EUR – The euro recovered slightly after touching a key psychological level of 1.30 in the interbank market.  The move occurred despite the release of the money supply and confidence numbers which reported near expectations. Meanwhile, Germany employed 12k more people lowering the unemployment rate to 6.8%.  In other news, European Union finance ministers have agreed to share the costs of future bank failures to help stabilize its infrastructure. The agreement will also assist in protecting European taxpayers from having to rescue troubled banks. The market will be eyeing the commentaries from the two-day EU summit which ends tomorrow.  Next week, the market will look towards the release of PMI and CPI followed by an ECB announcement and press conference on Thursday for further direction into the EUR/USD currency pair.  Until then, we expect the EUR to continue to remain under pressure, trading in lower ranges below the 1.30 level.

GBP – Sterling is weaker today, dropping below the 100‐day moving average after the release of UK GDP figures.  GDP data was revised downward to 0.3% y/y with q/q unchanged at 0.3% as well.  The market will look towards next week’s BoE meeting, which will mark Governor Carney’s first official meeting as the new central bank president.  Look for the sterling to continue trading in lower ranges as BoE policymakers show mixed views about policy tightening. 
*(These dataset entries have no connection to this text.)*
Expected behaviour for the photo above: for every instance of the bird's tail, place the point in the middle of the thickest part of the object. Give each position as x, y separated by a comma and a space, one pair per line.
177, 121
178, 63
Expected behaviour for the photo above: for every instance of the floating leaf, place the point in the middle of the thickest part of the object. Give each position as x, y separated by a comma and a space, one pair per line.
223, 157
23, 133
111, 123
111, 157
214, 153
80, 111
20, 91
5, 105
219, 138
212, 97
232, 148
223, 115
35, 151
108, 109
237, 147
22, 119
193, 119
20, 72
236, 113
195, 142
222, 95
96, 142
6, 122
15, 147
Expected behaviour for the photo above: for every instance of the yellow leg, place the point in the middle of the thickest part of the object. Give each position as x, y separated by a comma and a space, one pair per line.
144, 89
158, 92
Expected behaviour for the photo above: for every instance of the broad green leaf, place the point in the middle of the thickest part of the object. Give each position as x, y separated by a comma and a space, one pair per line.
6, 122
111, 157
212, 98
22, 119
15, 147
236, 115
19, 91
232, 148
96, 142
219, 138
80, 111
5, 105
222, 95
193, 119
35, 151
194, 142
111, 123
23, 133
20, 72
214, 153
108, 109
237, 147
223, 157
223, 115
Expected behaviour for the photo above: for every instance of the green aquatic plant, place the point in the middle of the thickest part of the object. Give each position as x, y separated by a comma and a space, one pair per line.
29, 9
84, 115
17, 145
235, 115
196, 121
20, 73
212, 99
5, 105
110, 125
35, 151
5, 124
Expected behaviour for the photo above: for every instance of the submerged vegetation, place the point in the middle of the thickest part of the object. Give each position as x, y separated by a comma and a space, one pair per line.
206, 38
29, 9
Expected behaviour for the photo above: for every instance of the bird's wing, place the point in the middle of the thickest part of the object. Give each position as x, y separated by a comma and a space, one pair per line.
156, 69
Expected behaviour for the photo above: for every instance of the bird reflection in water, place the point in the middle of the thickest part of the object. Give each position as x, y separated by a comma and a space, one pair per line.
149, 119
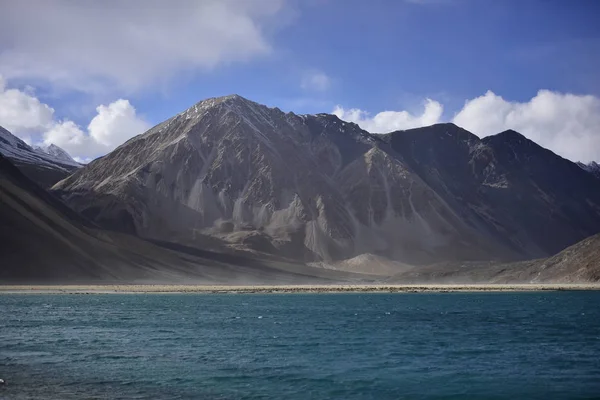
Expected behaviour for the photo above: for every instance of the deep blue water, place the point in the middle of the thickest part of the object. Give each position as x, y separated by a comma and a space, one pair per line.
279, 346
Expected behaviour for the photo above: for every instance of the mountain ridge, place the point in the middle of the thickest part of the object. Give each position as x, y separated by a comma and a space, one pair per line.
318, 188
45, 167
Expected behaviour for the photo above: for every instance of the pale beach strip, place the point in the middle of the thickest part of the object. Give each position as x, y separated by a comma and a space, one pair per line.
341, 288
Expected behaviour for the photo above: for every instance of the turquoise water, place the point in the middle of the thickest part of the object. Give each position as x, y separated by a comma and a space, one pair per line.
279, 346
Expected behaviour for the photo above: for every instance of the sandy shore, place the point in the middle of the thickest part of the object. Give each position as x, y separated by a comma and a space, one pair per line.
96, 289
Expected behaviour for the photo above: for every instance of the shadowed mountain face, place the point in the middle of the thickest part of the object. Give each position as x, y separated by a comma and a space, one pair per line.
313, 187
579, 263
505, 186
44, 165
44, 241
593, 168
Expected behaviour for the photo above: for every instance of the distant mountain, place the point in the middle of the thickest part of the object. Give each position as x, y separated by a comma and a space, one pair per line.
56, 152
315, 188
593, 168
44, 165
44, 241
579, 263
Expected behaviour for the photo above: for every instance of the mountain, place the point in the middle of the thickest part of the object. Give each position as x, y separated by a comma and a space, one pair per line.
593, 168
315, 188
505, 186
44, 241
579, 263
57, 153
46, 165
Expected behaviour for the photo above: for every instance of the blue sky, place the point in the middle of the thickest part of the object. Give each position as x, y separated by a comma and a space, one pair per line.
360, 58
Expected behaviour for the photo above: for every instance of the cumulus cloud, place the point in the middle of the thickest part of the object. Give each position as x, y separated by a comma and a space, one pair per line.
316, 81
388, 121
26, 116
567, 124
112, 126
128, 44
21, 112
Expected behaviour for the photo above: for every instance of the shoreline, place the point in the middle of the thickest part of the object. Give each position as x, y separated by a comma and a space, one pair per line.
248, 289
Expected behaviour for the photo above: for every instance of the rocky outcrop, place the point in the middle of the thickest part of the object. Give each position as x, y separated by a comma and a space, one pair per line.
315, 188
44, 241
592, 167
579, 263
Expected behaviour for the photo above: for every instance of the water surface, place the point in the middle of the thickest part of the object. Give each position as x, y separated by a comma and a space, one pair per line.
293, 346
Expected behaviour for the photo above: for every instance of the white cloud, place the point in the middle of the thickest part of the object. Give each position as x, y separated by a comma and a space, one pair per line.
316, 81
26, 116
567, 124
111, 127
388, 121
21, 112
128, 45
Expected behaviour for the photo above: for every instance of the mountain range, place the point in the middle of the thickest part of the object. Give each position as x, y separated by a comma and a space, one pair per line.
315, 193
45, 165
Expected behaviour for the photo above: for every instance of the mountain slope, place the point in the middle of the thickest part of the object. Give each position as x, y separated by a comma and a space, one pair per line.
43, 240
579, 263
313, 188
44, 166
57, 153
593, 168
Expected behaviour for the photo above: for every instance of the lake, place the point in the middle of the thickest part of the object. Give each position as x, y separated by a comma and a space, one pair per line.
534, 345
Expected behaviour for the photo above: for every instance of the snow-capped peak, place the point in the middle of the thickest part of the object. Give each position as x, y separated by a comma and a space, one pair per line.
592, 167
48, 156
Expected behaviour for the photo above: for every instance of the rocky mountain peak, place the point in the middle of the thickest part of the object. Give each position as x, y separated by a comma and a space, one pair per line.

JPY – The Japanese yen weakened against the US dollar following positive US data releases and as Japanese investors cut holdings of overseas bonds and stocks for a fourth week.  The yen weakened 0.46% against the dollar as the Nikkei 225 fell over 6% last night as all 33 industry groups declined to their lowest since April 3, the third fall of more than 5% in the past month. Many analysts believe that positive US data releases along with expectations of a reduced Fed stimulus plan will weaken the yen further.

Commodity Currencies – Commodity currencies are mixed as gold prices plunged to trade at levels not seen since August 2010. Meanwhile, the Canadian dollar edged up slightly vs. the greenback on reduced fears that the Fed will soon taper bond-buying activities and as the price of oil rose modestly. The AUD is relatively flat against the USD after the currency failed to react to a politically volatile day that included Kevin Rudd taking over leadership of the Labor Party from Julia Gillard.  The defeat of PM Gillard had proved a modest AUD gain yesterday and has remained flat since then. Speculation rests on the fact that Rudd will help stabilize the party ahead of the election in September. However, ongoing China woes, the recent dovish ECB statements and the ongoing effects of Bernanke’s announcement have continued to promote a sell bias on the AUD.